Through the Looking Glass Children's Book Reviews

A Tree Grows in Brooklyn Audio

A Tree Grows in Brooklyn Audio

Betty Smith
Fiction
For ages 14 and up
Unabridged audiobook (CD)
Performed/read by: Kate Burton
Caedmon, 2008   ISBN: 978-0061650499

Francie Nolan lives with her brother Neely and her mother and father in the slums of Brooklyn in New York. Her mother, Katie, works hard to provide for her family by cleaning and by being a janitress in the building in which she lives. Francie’s charismatic and handsome father is a singing waiter. He tries to do the best that he can to provide for his family but unfortunately Johnny Nolan has a vice which he cannot seem to beat – he drinks too much. Francie knows that her father cannot be relied upon but she cannot help loving him with all her heart.

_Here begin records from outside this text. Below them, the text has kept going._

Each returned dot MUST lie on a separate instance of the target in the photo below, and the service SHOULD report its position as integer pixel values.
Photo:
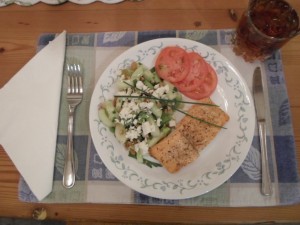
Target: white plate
(217, 162)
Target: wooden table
(20, 28)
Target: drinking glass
(265, 27)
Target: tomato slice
(198, 71)
(206, 88)
(172, 64)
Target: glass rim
(265, 35)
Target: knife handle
(266, 180)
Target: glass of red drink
(264, 28)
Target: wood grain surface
(20, 28)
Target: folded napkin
(29, 116)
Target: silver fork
(74, 97)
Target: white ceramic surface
(217, 162)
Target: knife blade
(259, 101)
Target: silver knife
(258, 94)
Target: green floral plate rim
(216, 163)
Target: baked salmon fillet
(174, 151)
(190, 136)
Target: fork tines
(75, 84)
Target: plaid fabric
(96, 184)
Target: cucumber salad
(141, 112)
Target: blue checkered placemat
(96, 184)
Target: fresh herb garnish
(150, 96)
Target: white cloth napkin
(29, 116)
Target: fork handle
(69, 168)
(266, 179)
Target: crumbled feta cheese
(132, 134)
(147, 128)
(161, 91)
(129, 110)
(143, 146)
(146, 105)
(141, 85)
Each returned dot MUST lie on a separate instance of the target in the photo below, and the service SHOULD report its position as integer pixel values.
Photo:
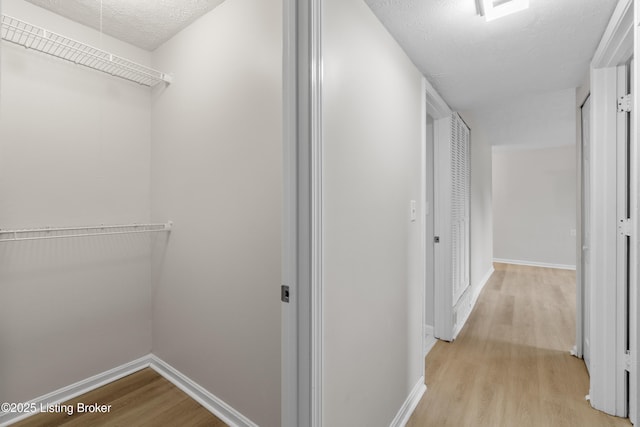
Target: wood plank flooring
(510, 365)
(142, 399)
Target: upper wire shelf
(68, 232)
(33, 37)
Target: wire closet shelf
(45, 41)
(68, 232)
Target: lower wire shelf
(69, 232)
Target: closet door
(459, 208)
(452, 196)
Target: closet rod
(32, 37)
(99, 230)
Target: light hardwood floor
(140, 399)
(510, 365)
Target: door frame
(607, 385)
(438, 109)
(582, 187)
(302, 244)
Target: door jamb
(615, 48)
(302, 317)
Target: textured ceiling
(473, 63)
(143, 23)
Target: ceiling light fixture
(494, 9)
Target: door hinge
(627, 360)
(624, 227)
(284, 293)
(625, 103)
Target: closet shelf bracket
(32, 37)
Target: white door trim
(607, 388)
(441, 114)
(302, 317)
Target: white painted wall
(74, 150)
(373, 283)
(216, 172)
(534, 205)
(545, 120)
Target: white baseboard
(409, 405)
(77, 389)
(535, 264)
(198, 393)
(475, 294)
(213, 404)
(429, 339)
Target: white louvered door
(452, 211)
(459, 208)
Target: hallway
(511, 365)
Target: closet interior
(141, 200)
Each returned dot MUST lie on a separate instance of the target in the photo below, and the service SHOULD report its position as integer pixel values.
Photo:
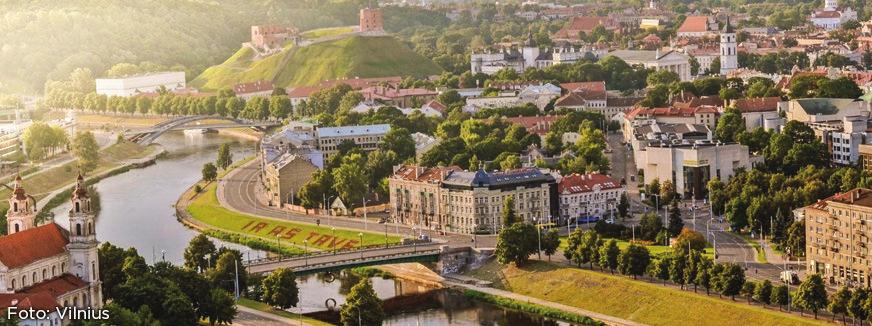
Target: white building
(831, 17)
(691, 166)
(729, 56)
(587, 197)
(671, 60)
(46, 266)
(148, 83)
(366, 137)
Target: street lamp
(539, 237)
(333, 239)
(360, 235)
(306, 252)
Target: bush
(531, 308)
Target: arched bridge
(329, 261)
(146, 136)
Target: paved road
(327, 260)
(241, 190)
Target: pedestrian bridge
(329, 261)
(146, 136)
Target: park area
(205, 208)
(635, 300)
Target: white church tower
(22, 211)
(83, 242)
(729, 57)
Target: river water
(137, 211)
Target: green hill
(354, 56)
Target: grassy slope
(626, 298)
(348, 57)
(207, 209)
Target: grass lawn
(655, 250)
(260, 306)
(43, 183)
(207, 209)
(329, 31)
(760, 256)
(630, 299)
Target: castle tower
(83, 242)
(530, 51)
(371, 20)
(22, 210)
(729, 57)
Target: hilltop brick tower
(371, 20)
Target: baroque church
(45, 266)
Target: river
(137, 211)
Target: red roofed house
(584, 24)
(757, 110)
(589, 197)
(262, 88)
(47, 266)
(697, 26)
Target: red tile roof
(694, 24)
(255, 87)
(57, 286)
(25, 247)
(538, 124)
(580, 183)
(760, 104)
(303, 91)
(40, 301)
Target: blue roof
(353, 130)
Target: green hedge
(531, 308)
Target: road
(242, 191)
(730, 247)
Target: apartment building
(837, 231)
(450, 199)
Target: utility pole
(236, 279)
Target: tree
(763, 292)
(649, 226)
(221, 308)
(362, 306)
(839, 303)
(400, 141)
(280, 289)
(748, 290)
(200, 253)
(509, 217)
(350, 178)
(634, 260)
(731, 280)
(811, 294)
(210, 172)
(225, 157)
(608, 255)
(229, 270)
(780, 296)
(623, 206)
(550, 242)
(515, 244)
(856, 305)
(676, 224)
(730, 124)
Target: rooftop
(366, 130)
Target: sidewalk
(608, 320)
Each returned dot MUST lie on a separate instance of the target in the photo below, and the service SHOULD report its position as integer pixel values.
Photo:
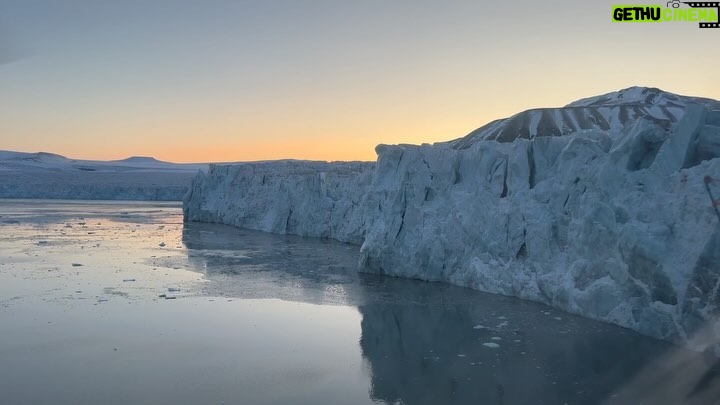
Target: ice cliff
(47, 175)
(598, 208)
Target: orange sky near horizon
(275, 79)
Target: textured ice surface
(610, 221)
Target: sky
(241, 80)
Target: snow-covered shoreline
(49, 176)
(610, 222)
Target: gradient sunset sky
(234, 80)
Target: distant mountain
(607, 112)
(48, 175)
(10, 160)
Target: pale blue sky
(243, 80)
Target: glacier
(598, 208)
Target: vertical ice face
(610, 220)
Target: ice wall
(612, 225)
(617, 227)
(297, 197)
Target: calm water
(267, 319)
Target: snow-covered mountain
(609, 112)
(47, 175)
(598, 208)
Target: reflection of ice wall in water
(609, 219)
(430, 355)
(273, 266)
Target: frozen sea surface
(122, 303)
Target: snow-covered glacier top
(598, 208)
(608, 112)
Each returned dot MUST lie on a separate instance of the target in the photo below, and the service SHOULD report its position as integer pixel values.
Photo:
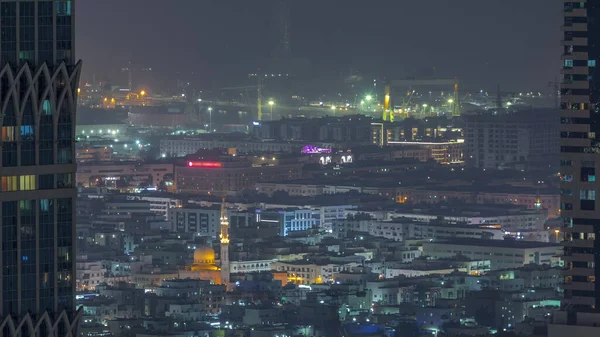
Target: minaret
(224, 236)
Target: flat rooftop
(495, 243)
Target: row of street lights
(271, 104)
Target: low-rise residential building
(501, 253)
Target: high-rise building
(580, 159)
(38, 94)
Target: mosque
(204, 266)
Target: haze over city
(286, 168)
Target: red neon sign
(208, 164)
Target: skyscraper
(580, 147)
(580, 159)
(38, 94)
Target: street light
(271, 103)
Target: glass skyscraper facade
(580, 154)
(38, 94)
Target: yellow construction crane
(388, 113)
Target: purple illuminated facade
(311, 149)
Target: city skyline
(39, 82)
(213, 40)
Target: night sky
(514, 43)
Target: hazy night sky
(512, 42)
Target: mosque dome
(204, 255)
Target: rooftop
(495, 243)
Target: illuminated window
(568, 64)
(9, 184)
(8, 133)
(27, 183)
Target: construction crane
(388, 114)
(259, 94)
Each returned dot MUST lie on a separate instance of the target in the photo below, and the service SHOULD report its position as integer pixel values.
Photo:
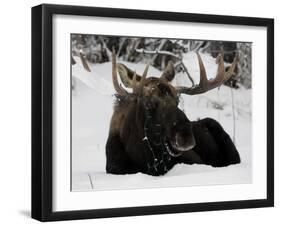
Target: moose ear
(169, 72)
(127, 75)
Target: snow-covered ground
(92, 107)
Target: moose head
(148, 131)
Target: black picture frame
(42, 103)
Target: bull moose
(150, 134)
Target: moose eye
(164, 90)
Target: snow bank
(92, 107)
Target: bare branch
(162, 52)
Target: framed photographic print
(147, 112)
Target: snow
(92, 107)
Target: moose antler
(119, 89)
(205, 84)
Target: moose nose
(185, 143)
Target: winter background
(93, 98)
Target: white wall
(15, 111)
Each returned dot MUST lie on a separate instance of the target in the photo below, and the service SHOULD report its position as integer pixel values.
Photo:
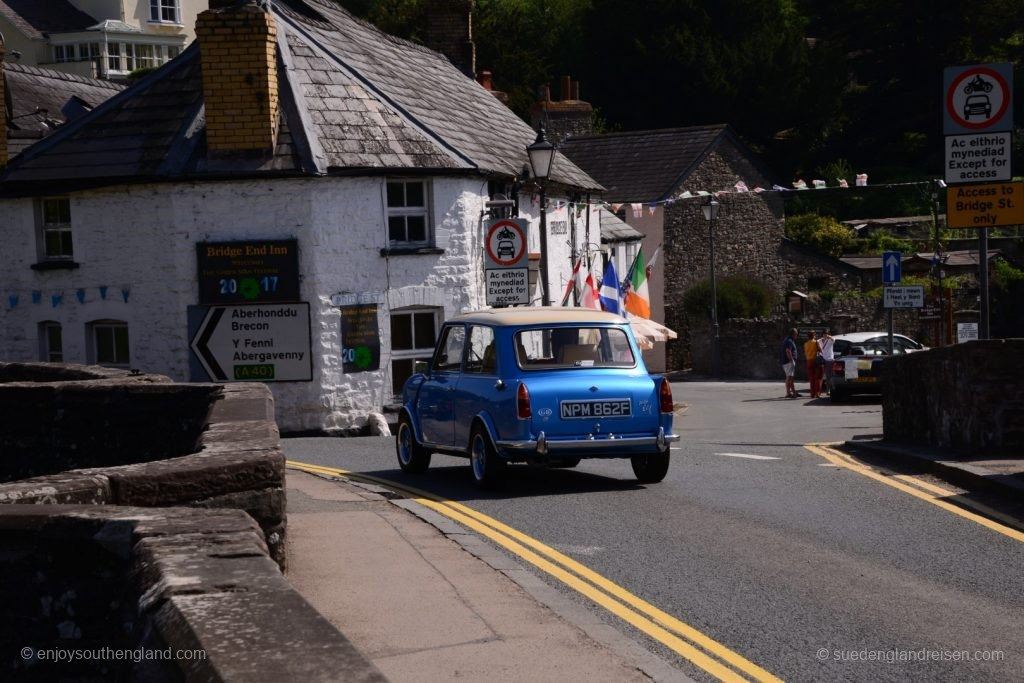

Calling her his “Prima Donna” Johnny makes Francie feel special and loved, something her mother cannot seem to do for her daughter.

Life in the tenements is hard, for the Nolans are very poor. Katie is very good at making meals using stale bread and every penny is stretched as far as it will go, but there are still times when the Nolans go hungry. There is one thing that Katie insists on though. She reads to her children from the bible and from a big book of Shakespeare’s works, and she saves as much money as she can so that she will one day be able to buy “a bit of land.” She hopes that an education will give her children opportunities that she did not have and she does what she can to make sure that Francie and Neely stay in school as long as possible.

The family muddle along somehow and then Johnny dies, his drinking finally catching up with him. Johnny was not a very good provider but his intermittent paychecks did make a difference and without them Katie is not sure how she is going to manage. Will she have to pull the children out of school?

This remarkable portrait of a family and of life in New York in the early 1900’s was first published in 1943. Listeners will be able to follow Francie’s life from the time when she was just a baby to the days when she begins to make her own way in the world, a young woman who is determined to get an education and who has dreams and hopes which are far removed from the tenements where she grew up. Betty Smith does not gloss over what it was like to live in Brooklyn in those days and listeners are not spared many images of the cruel and bleak reality of what it is like to live a life of poverty. Full of colorful descriptions of tenement life and rich with vibrant characters, this is an audiobook that listeners will come back to again and again, finding something new to appreciate every time they listen to it.